Dr Joseph Hibbeln, a psychiatrist and neuroscientist formerly with the NIH, has conducted influential research into the links between nutrition, mental health, neurodevelopment, and immune function—especially in maternal and child health. His work has helped shape public health guidelines, and he brings a nuanced, systems-based lens to vaccine safety and population-level impacts.
Dr Michael Ross, a clinical professor of obstetrics and gynaecology with a long history in women’s health policy. He has served on CDC committees for cancer prevention and has advised leading professional bodies. Ross’s experience with HPV vaccine policy and immunologic research offers important insight as ACIP revisits some of its most controversial recommendations.
Rounding out the list is emergency physician Dr James Pagano brings over 40 years of frontline clinical experience. He has worked across trauma centres, rural hospitals, and emergency departments, treating patients of all ages. During the pandemic, doctors like Pagano saw firsthand how rigid bureaucratic protocols often clashed with clinical judgement. His appointment hopefully signals a return to common-sense medicine and a grounded, patient-centred approach (no photo).
Together, this group marks a decisive shift—from rubber-stamping liability-shielded products to demanding real evidence on safety, necessity, and transparency.
Some in the media have already labelled them “anti-vaxxers” or “well-known critics of vaccines,” but in truth, they’re pro-science, pro-accountability, and committed to rebuilding public trust.

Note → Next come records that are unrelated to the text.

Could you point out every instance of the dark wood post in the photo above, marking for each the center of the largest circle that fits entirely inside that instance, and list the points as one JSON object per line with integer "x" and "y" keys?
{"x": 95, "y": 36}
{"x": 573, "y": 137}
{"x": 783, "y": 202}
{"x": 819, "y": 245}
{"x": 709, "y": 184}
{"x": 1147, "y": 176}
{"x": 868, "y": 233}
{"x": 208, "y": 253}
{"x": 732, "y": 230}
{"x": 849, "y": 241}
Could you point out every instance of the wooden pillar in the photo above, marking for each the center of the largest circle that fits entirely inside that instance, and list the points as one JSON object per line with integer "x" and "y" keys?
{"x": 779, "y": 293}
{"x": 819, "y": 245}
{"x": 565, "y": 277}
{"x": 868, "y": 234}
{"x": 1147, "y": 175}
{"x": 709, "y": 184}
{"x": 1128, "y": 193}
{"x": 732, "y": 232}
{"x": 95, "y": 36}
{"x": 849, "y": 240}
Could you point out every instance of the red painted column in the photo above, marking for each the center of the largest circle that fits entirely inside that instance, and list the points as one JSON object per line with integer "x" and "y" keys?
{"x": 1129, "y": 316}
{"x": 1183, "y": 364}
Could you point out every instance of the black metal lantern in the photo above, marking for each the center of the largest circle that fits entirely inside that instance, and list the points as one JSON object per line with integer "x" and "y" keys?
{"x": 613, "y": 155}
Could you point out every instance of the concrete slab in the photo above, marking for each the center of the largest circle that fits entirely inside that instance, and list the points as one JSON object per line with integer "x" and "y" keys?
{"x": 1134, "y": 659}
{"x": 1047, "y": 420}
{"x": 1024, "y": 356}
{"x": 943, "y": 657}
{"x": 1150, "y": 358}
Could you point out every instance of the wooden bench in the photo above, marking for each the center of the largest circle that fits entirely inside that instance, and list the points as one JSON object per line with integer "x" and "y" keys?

For years, ACIP operated more like a formality than a forum for scientific scrutiny—approving dozens of vaccines without requiring inert placebo trials or long-term safety data.
As Kennedy noted, “We’ve gone from three routine injections by age one in 1986 to 25 in 2025.” Many of those approvals were based on incomplete or inadequate evidence.
That era may finally be ending.
The new-look ACIP will meet on June 25. And for the first time in years, there’s reason to believe the public might actually have a voice at the table—through independent experts unafraid to challenge orthodoxy.
Let the media sneer. Let them call these appointees “controversial” or “dangerous.” But give these new members the space—and the grace—to do their job.
Because what’s truly dangerous is continuing a vaccine policy built on blind trust, financial entanglements, and manufactured consensus.
It’s time for something better. And this just might be it.
thank you Dr Demasi,
.. this one line has made my day:
"the newly appointed ACIP will not only examine vaccines moving forward, but also re-examine the existing schedule, a revolutionary move in itself"
that just there - "also re-examine the existing schedule"
this is a new day for what appears to be, indeed .. a new era
Bonne chance ! .. to this stellar new ACIP
I hope this is a new world as far as vaccines. Many of the present ones cause more problems than the disease.
The practitioner who injected Dr. Pebsworth's son is guilty of malpractice. There is no way that many vaccines at one time were ever tested in any way.